My eyes are blind now and I depend on my ears for any reflexes. The hair on my head is starting to smell like an impending electrical fault. Why do they make a fringe that drops to the eye? This thing was made only for Aliyah not someone like me.

On the upside I am in a nice dress. They make these ones for important people. Today I am an important person. Only because this station needs ratings. As soon as the lights go off I will be disposable. They have had a series of bad decisions, retrenchment and misplaced programming so I know this is gold for them.

She is dolled up that for a second you would think she is a mannequin. I have no idea why they hired, let alone keep her. Even worse why she stays.

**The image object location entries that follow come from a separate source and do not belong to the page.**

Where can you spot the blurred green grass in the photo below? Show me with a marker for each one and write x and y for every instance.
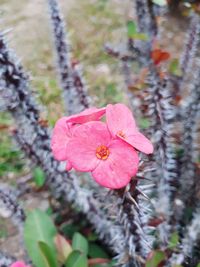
(90, 24)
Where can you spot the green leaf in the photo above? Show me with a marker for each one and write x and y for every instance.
(174, 240)
(39, 177)
(76, 259)
(69, 230)
(156, 258)
(96, 251)
(131, 28)
(63, 248)
(79, 242)
(49, 256)
(160, 2)
(38, 227)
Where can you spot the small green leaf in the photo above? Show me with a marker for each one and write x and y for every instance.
(80, 243)
(63, 248)
(131, 28)
(95, 251)
(69, 230)
(156, 258)
(38, 227)
(48, 254)
(39, 177)
(76, 259)
(160, 2)
(174, 240)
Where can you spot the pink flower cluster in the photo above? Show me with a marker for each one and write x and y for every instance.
(109, 150)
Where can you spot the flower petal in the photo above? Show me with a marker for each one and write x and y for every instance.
(68, 166)
(139, 141)
(120, 119)
(62, 133)
(117, 170)
(81, 149)
(90, 114)
(19, 264)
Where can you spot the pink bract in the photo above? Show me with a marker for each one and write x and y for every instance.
(90, 114)
(19, 264)
(121, 124)
(112, 162)
(62, 133)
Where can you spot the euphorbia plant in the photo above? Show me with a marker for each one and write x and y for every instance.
(108, 150)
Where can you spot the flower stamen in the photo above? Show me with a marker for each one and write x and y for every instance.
(121, 134)
(102, 152)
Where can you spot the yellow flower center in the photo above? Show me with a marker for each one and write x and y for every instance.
(102, 152)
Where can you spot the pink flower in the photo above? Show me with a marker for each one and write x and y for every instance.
(19, 264)
(112, 162)
(64, 127)
(121, 124)
(90, 114)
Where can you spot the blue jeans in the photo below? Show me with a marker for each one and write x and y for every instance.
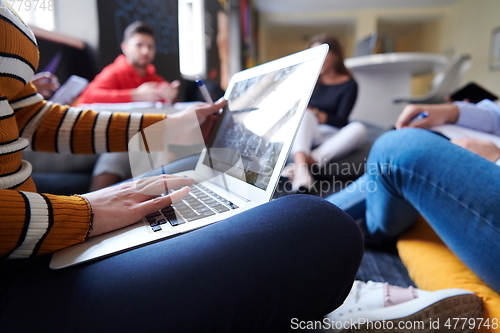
(414, 171)
(253, 272)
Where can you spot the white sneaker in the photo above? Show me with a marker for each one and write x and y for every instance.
(380, 307)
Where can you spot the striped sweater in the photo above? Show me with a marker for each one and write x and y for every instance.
(32, 223)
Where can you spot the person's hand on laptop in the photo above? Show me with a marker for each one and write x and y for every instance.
(124, 204)
(187, 127)
(46, 83)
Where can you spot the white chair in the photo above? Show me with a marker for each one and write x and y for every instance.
(443, 83)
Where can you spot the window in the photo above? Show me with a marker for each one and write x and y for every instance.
(192, 54)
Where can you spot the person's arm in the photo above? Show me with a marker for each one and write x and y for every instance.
(33, 224)
(56, 128)
(344, 107)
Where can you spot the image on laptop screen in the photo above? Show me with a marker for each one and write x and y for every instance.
(256, 118)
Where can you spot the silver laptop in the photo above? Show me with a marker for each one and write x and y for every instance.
(241, 166)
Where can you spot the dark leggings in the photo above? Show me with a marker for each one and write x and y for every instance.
(294, 257)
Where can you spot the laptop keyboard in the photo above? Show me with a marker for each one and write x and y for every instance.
(199, 203)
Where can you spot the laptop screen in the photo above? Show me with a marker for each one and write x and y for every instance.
(255, 123)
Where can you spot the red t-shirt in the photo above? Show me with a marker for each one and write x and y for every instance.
(115, 82)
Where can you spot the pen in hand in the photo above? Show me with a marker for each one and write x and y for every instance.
(204, 91)
(421, 115)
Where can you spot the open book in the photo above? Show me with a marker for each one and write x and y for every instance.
(456, 132)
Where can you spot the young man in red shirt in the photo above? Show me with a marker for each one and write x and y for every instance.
(132, 76)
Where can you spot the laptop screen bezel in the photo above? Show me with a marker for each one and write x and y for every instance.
(248, 191)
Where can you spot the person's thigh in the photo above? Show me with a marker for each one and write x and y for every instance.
(455, 190)
(294, 257)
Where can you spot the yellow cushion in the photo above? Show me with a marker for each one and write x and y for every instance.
(432, 266)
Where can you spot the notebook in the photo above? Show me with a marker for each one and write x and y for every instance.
(241, 165)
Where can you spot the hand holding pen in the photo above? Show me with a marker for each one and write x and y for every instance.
(427, 115)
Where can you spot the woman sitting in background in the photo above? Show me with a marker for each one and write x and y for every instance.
(325, 122)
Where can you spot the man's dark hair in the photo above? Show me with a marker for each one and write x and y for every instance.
(138, 27)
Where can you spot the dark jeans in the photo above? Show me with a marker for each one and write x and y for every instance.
(294, 257)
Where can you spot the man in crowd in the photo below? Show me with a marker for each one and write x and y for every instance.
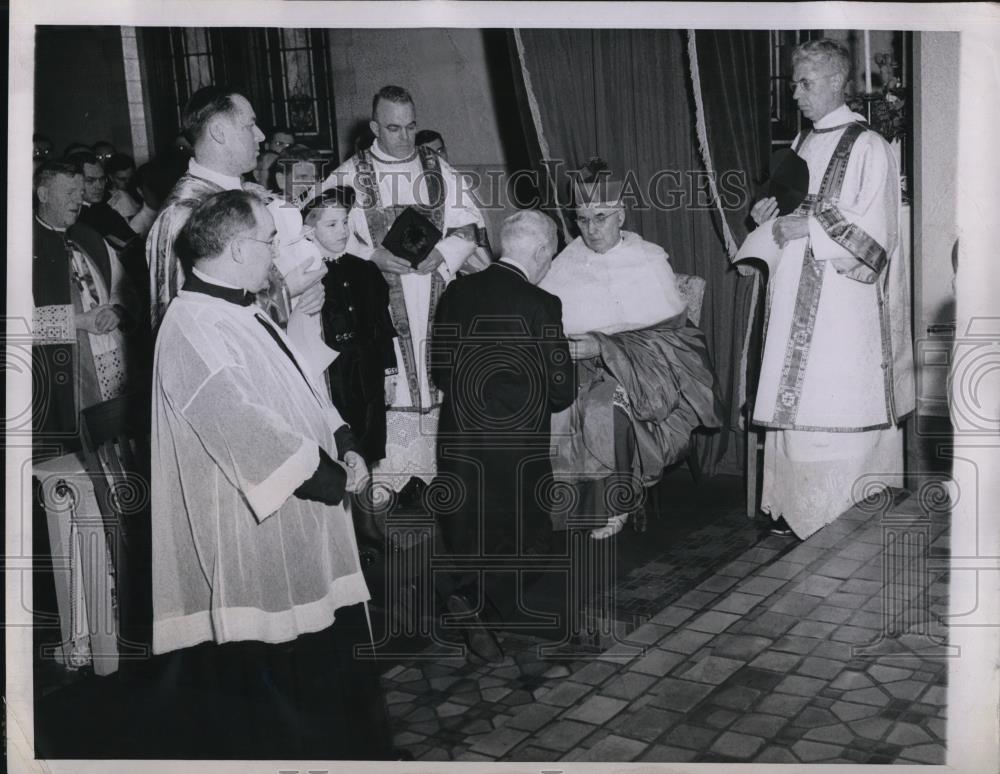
(223, 129)
(278, 139)
(483, 256)
(96, 212)
(431, 138)
(645, 379)
(121, 170)
(389, 177)
(837, 369)
(80, 298)
(251, 464)
(500, 357)
(41, 150)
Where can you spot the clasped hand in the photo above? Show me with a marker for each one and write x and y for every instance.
(393, 264)
(786, 228)
(357, 472)
(583, 346)
(101, 319)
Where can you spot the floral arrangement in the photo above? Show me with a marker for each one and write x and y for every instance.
(886, 108)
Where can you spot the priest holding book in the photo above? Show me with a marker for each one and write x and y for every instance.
(390, 178)
(836, 377)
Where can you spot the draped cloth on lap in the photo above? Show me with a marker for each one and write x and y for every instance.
(662, 377)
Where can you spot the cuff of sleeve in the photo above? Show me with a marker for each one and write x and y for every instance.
(455, 250)
(346, 442)
(266, 497)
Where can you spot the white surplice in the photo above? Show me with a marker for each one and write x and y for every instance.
(837, 377)
(237, 428)
(631, 286)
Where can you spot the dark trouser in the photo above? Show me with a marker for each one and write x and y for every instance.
(308, 698)
(618, 493)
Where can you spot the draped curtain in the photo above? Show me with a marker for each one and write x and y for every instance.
(625, 96)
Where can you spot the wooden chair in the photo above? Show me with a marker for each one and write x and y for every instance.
(116, 451)
(692, 289)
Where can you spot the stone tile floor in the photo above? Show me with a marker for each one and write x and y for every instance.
(824, 651)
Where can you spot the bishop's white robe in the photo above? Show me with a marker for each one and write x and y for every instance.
(837, 367)
(237, 428)
(630, 286)
(414, 409)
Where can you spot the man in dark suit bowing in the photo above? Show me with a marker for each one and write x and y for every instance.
(499, 355)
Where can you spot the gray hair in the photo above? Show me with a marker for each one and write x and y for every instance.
(523, 231)
(826, 50)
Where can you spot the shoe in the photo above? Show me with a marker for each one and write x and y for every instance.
(480, 641)
(411, 495)
(613, 527)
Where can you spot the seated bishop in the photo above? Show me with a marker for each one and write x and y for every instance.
(644, 377)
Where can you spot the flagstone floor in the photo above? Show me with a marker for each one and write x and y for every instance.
(731, 646)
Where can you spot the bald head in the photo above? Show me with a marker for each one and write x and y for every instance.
(529, 237)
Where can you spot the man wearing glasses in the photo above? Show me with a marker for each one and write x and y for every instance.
(837, 369)
(645, 381)
(254, 555)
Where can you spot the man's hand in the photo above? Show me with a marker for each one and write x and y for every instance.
(311, 301)
(386, 261)
(300, 279)
(431, 262)
(790, 227)
(101, 319)
(583, 346)
(764, 210)
(357, 472)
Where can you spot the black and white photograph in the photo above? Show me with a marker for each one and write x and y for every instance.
(461, 386)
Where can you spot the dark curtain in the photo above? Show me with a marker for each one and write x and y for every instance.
(734, 75)
(625, 95)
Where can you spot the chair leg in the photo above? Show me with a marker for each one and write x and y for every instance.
(693, 466)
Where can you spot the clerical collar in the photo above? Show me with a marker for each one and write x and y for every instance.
(50, 228)
(199, 282)
(837, 119)
(514, 265)
(385, 158)
(225, 182)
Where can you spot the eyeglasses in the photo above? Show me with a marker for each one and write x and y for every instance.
(598, 220)
(272, 243)
(807, 84)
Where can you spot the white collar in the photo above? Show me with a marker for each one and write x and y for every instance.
(836, 117)
(517, 265)
(213, 280)
(379, 153)
(226, 182)
(50, 228)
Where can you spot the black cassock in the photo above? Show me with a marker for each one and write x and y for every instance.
(499, 354)
(356, 324)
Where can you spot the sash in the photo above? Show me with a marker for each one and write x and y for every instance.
(810, 285)
(379, 219)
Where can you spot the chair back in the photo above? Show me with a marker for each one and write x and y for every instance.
(116, 451)
(692, 290)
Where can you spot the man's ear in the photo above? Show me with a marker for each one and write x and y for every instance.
(236, 248)
(217, 128)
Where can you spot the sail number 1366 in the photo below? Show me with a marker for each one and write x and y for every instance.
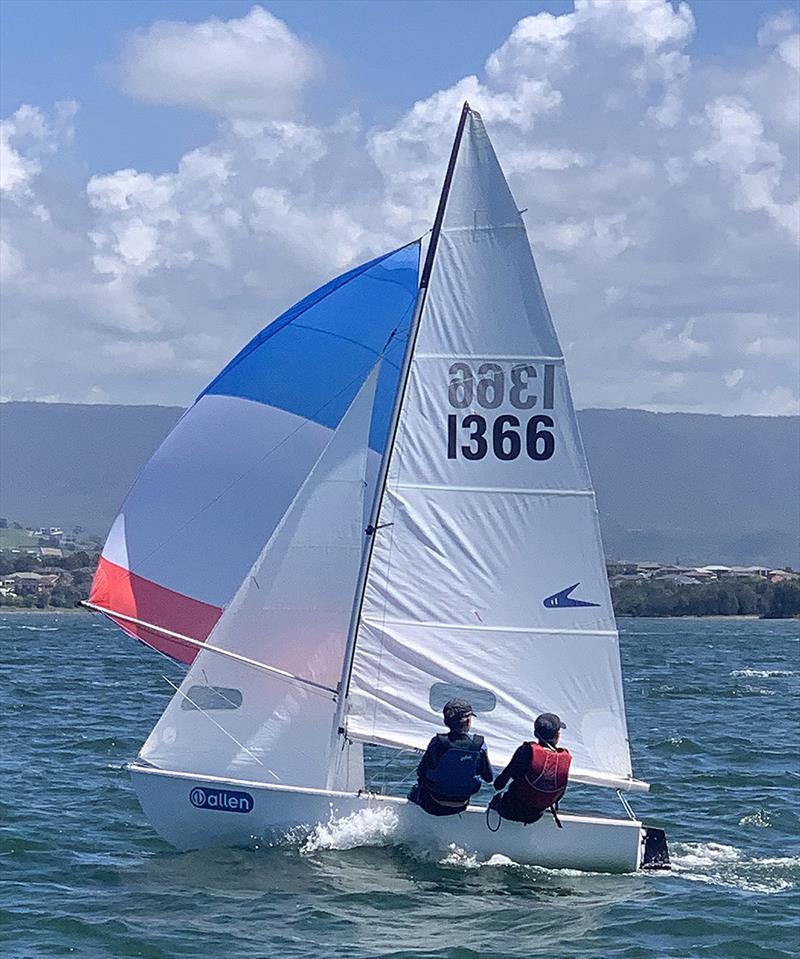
(473, 435)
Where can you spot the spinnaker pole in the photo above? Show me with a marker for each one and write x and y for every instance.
(380, 487)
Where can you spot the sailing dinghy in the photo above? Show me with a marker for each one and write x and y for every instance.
(380, 503)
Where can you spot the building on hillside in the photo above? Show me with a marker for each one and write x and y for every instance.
(22, 583)
(782, 575)
(49, 552)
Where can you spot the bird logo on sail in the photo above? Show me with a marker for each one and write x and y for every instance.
(562, 599)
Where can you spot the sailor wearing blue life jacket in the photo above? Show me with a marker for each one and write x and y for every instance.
(453, 765)
(538, 772)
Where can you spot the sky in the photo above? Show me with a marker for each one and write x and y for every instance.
(175, 174)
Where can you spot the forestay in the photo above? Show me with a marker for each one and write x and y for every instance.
(487, 577)
(291, 612)
(214, 492)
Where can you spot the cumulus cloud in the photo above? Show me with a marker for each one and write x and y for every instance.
(253, 66)
(661, 194)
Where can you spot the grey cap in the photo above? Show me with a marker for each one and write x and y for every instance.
(455, 711)
(547, 726)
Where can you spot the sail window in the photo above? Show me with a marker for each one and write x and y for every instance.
(211, 697)
(481, 700)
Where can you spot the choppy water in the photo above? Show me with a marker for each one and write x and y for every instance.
(713, 717)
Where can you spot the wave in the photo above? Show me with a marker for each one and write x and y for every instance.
(718, 864)
(763, 673)
(366, 827)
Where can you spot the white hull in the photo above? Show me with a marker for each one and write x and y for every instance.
(260, 812)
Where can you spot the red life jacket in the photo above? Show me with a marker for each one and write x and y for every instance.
(546, 780)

Having studied abroad on a government scholarship, she was afforded a chance to work her way up. When she began she was a beacon of opportunity then everything went downhill. News anchoring was reduced to a run way and her brilliant mind watered down.

Now she interviews socialites, politicians and anyone who snags fifteen minutes of fame. That is how I am here. I saw her scorn at me when they were setting me up in my chair. I think every time she looks at me a little vomit sprints to her mouth.

She must wonder why she bothered to put in so much work only to come back home and interview people like me. The condescension in her voice is enough to be packed and sold on an online platform with the help of Vloggers.

She has no idea what she is in for.

 

Interview

“How are you doing now?” She asks with feigned seriousness

“I think the bigger question is how you are doing. Are you happy?”

“I beg your pardon ma’am, I am the one asking the questions here, but yes I am happy.”

I lean forward clearly throwing the camera man off. He almost falls as he tries to fix the shot.

“Is that not what we say just so we get through the day and avoid small talk?” I look intently at her.

“What led to the flare up?” She tries to save the day.

Flare. I know that word. There is the flare that people use when their speed boats run out of fuel to signal for help. Flares is also a song by the Irish band The Script. I have always had a crush on Danny O’Donoghue. Attending a concert by the band was on my bucket list but that seems bleak.

“Meg, can you hear me?”

I snap back.

“I hear you. I just don’t know what to say.”

I pull back the fringe from my eye. How do people do this? Sometimes I think people wear wigs, post the photos and remove them. There is no way anyone can work this the whole day.

“Why did you call the police?”

“I needed help.” That’s the first honest answer I have given today.

 

Njoki

That is the first meaningful answer she has given me. I wonder why I still do this but the money helps, not that I need it. My parents have offered to help me set up a business but that is not where my heart is. I am news person. I broke my back working at fast foods and studied the whole night. My parents had the money but tuition fees at Leeds is not pocket change.

The dream was to come and tell the African story.  Zain Asher the whole thing. Create award winning documentaries, save a girl from childhood marriage and give a chance to someone who deserves it. I even envisioned a Nobel Prize but I was willing to settle for and Oscar as I told the story of a girl who overcame all to become an ambassador.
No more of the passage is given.